Now branded Proteus, CTI says it is the first truly integrated application that provide BI analysis and reporting on multiple modes of corporate communication – land lines, mobile phones, Internet and email.

In effect the software taps enterprise communications systems (like PBXs, ACDs, IP telephony systems and email servers) as sources of BI data. From this it serves up management-focused reports that detail how lines are being used, which the company says is a critical function for managing thousands of employees and hundreds of communication bills per month.

Proteus comes with standard BI features like reporting templates, exception highlighting and auto-scheduling capability.

Information is surfaced to users via Web-based dashboards, spreadsheet views and real-time proactive alerts.

CTI ships the product in two licensed software versions – a workgroup and enterprise (suited for companies with 250-plus employees and multiple sites). But is also being delivered as a hosted service offering with professional services tagged on. On company using it this way is oil-giant BP which is hosting the software across 35 sites worldwide.

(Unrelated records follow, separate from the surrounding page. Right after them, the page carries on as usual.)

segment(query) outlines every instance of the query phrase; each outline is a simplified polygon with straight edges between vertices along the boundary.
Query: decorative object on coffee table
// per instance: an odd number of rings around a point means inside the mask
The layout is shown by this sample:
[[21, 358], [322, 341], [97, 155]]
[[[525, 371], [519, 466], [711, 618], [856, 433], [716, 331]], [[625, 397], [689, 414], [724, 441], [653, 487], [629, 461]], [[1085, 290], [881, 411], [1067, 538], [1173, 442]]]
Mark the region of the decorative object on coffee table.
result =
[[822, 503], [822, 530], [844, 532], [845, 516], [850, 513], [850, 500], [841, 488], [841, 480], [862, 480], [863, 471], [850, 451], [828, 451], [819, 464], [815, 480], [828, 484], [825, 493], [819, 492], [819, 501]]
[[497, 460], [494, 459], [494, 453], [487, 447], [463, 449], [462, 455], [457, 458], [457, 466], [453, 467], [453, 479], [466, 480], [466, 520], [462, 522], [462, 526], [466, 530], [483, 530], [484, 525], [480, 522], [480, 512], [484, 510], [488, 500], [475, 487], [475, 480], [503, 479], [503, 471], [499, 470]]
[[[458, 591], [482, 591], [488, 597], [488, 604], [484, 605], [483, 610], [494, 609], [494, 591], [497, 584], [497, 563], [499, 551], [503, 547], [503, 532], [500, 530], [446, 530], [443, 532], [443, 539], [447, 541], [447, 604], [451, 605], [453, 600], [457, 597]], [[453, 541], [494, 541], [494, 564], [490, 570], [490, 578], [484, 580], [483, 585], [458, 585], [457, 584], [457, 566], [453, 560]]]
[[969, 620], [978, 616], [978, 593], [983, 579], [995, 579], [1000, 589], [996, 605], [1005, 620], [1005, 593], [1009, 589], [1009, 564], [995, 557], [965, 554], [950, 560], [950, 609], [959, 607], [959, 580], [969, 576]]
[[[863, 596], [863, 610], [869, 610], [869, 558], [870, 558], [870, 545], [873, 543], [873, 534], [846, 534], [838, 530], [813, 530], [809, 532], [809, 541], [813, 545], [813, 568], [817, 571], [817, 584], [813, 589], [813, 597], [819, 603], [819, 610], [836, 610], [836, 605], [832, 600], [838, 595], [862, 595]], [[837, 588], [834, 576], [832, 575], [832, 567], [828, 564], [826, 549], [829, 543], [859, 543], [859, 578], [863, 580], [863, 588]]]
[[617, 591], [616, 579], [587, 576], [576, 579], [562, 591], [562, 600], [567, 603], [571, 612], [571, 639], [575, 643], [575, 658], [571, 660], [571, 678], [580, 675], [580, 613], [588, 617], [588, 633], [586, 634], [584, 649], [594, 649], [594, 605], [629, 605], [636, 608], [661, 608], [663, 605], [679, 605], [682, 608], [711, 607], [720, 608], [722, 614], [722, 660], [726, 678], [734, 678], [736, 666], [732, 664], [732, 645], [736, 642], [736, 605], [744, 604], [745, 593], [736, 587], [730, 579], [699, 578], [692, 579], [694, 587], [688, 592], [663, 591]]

Pricing for the licensed software averages $10,000 with the ASP version starting at around $4,000 per year.

Already available in the Europe for the past six years, Proteus has already garnered large following in the UK including companies like Siemens, 3M and Wachovia.

Buoyed by its success in Europe, CTI Group is now debuting Proteus Enterprise in the US. The company claims to have already attracted nearly 70 customers in its pre-sales activities including several telecoms and wireless providers and curiously enough the Federal Bureau of Investigation.

However Adrian Burt, senior vice president of sales and marketing at CTI, stressed the product was not akin to a big brother monitoring solution for weeding out suspicious call activity. Instead he pointed to more productive uses of the technology.

The real value of Proteus is as a business analytics tool to drive network efficiencies and optimize costs, Burt said. Communications is a top three expenditure item for most large companies and is wide open to misuse and abuse. Our software helps them to see how these costs are being apportioned across the enterprise.

He said that Proteus is already used extensively in call center environments to gauge response times, monitor outbound and inbound calls to plan for better network efficiencies.

On area in which Proteus is carving out a strong niche for itself is in the financial services sector. Burt said the software is being used by several leading investment firms to interface with dealer boards to analyze private wire or circuit utilization.

Investments firms spend thousands each year on leased lines. We help them detect ones that aren’t being utilized.

Burt notes that customer communications intelligence is still a nascent market that is dominated by proprietary, home-grown technologies. He points to industry research pegs the sector as a $250m software market and believes that CTI is well positioned to take a large slice of that

Our USP is providing all that intelligence in a single report and doing it proactively via exceptions.

Burt sees plenty of green field opportunity pointing to the take-off of IP telephony (which raises issues of bandwidth utilization) and the decentralization of working practices where employees are communicating and doing their jobs more remotely, away from central office.

Proteus isn’t alone in pointing business intelligence at corporate communications assets. Companies like Veramark Technologies Inc and Avotus Inc also provide their own flavors of telecoms spend management solutions.